The implementation of a universal basic income (UBI) funded by a 5% tax on all transactions made by automated systems and AI agents has several compelling arguments in its favor. Firstly, it could effectively address the issue of job displacement caused by automation, as workers who lose their jobs to machines would be guaranteed a minimum standard of living. Secondly, this policy would provide a much-needed safety net for the most vulnerable members of society, including the elderly, the disabled, and those living in poverty, allowing them to meet their basic needs with dignity. Thirdly, the tax on automated systems and AI agents would serve as a form of redistribution, recognizing that the benefits of technological advancements should be shared by all, rather than just corporate profits, and would incentivize companies to invest in human-centered technologies and job creation, fostering a more equitable and sustainable economic growth.

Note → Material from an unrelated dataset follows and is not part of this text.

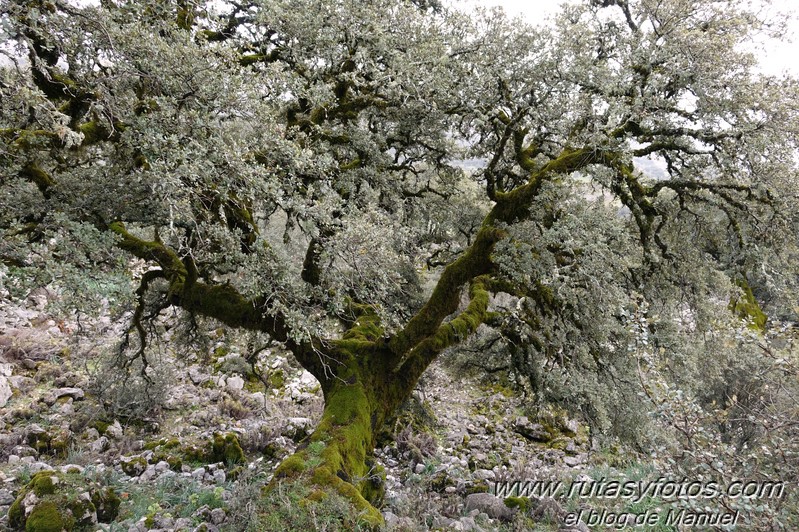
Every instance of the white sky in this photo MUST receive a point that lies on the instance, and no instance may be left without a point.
(776, 57)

On the other hand, there are also strong arguments against the implementation of a UBI funded by a tax on automated systems and AI agents. Firstly, the tax could stifle innovation and hinder the development of AI and automation, as companies might be less inclined to invest in these technologies if they are subject to an additional tax, potentially slowing down technological progress and economic growth. Secondly, the administration and implementation of such a tax and UBI system would be highly complex, requiring significant bureaucratic efforts and resources, which could lead to inefficiencies, corruption, and abuse, undermining the intended benefits of the policy. Thirdly, the effectiveness of a UBI in addressing poverty and inequality is still a topic of debate, and some argue that it could create disincentives to work, potentially leading to a decrease in productivity and an increase in dependency on government support, which could have unintended consequences on the overall well-being of individuals and the economy as a whole.